To address an issue you mentioned in a comment, the agent also has the ability to store retrieved representations in a dictionary. If it becomes necessary to aggregate and manipulate multiple representations at the same time then I can simply request that the agent store the current representation in a dictionary associated to a key and then continue navigating to the next resource. Once the client has accumulated all the necessary representation it can do what it needs to do.

Best way to decide on XML or HTML response?

I have a resource at a URL that both humans and machines should be able to read:
http://example.com/foo-collection/foo001
What is the best way to distinguish between human browsers and machines, and return either HTML or a domain-specific XML response?
(1) The Accept type field in the request?
(2) An additional bit of URL? eg:
http://example.com/foo-collection/foo001 -> returns HTML
http://example.com/foo-collection/foo001?xml -> returns, er, XML
I do not wish to oblige machines reading the resource to parse HTML (or XHTML for that matter). Machines like the googlebot should receive the HTML response.
It is reasonable to assume I control the machine readers.
If this is under your control, rather than adding a query parameter why not add a file extension:
http://example.com/foo-collection/foo001.html - return HTML
http://example.com/foo-collection/foo001.xml - return XML
Apart from anything else, that means if someone fetches it with wget or saves it from their browser, it'll have an appropriate filename without any fuss.
My preference is to make it a first-class part of the URI. This is debatable, since there are -- in a sense -- multiple URI's for the same resource. And is "format" really part of the URI?
http://example.com/foo-collection/html/foo001
http://example.com/foo-collection/xml/foo001
These are very easy deal with in a web framework that has URI parsing to direct the request to the proper application.
If this is indeed the same resource with two different representations, the HTTP invites you to use the Accept-header as you suggest. This is probably a very reliable way to distinguish between the two different scenarios. You can be plenty sure that user agents (including search engine spiders) send the Accept-header properly.
About the machine agents you are going to give XML; are they under your control?
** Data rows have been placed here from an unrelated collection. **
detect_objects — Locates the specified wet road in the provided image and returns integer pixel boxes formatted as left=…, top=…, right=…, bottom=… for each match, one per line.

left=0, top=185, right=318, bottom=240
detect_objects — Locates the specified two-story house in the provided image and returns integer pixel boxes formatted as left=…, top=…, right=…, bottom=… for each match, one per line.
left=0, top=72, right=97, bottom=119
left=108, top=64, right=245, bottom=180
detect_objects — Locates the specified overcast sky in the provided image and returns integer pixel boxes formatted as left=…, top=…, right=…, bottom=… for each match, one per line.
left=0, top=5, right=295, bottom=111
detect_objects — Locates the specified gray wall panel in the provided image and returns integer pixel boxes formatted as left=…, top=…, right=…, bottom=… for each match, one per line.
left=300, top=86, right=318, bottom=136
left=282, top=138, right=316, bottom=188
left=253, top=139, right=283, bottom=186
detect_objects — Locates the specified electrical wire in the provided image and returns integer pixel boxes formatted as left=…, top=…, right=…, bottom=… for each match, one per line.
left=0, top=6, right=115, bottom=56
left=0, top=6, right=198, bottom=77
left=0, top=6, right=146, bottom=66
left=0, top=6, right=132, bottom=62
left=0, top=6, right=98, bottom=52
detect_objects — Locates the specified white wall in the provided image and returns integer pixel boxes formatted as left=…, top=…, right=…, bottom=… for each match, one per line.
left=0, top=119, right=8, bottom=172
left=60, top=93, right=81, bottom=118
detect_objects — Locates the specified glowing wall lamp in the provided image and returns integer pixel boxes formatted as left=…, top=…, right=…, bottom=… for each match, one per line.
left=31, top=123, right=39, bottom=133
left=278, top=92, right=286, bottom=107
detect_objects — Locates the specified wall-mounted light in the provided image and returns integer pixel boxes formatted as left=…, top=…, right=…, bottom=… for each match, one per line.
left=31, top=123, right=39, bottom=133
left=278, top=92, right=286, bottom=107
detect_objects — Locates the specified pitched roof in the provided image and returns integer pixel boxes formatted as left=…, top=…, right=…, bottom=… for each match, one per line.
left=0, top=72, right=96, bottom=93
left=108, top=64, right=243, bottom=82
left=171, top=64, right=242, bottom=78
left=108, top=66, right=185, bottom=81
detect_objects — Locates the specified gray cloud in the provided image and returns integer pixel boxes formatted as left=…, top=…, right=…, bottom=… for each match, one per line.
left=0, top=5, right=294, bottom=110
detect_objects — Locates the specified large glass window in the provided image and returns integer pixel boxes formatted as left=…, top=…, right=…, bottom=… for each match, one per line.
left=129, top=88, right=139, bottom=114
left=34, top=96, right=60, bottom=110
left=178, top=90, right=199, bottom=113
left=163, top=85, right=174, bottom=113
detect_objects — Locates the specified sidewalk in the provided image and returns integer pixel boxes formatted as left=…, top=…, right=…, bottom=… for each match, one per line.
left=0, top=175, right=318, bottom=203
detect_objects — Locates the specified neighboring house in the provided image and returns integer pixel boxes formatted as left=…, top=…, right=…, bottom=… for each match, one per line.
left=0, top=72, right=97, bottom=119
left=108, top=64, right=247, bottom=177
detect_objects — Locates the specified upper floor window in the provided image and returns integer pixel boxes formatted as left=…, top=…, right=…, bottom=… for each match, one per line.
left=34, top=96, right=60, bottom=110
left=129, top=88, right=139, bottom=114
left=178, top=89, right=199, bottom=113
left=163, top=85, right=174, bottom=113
In that case you can be doubly sure that Accept will work. If they do not set this header properly, you can give XML as default. User agents DO set the header properly.
I would try to use the Accept heder for this, because this is exactly what the Accept header is there for.
The problem with having two different URLs is that is is not automatically apparent that these two represent the same underlying resource. This can be bad if a user finds an URL in one program, which renders HTML, and pastes it in the other, which needs XML. At this point a smart user could probably change the URL appropriately, but this is just a source of error that you don't need.
I would say adding a Query String parameter is your best bet. The only way to automatically detect whether your client is a browser(human) or application would be to read the User-Agent string from the HTTP Request. But this is easily set by any application to mimic a browser, you're not guaranteed that this is going to work.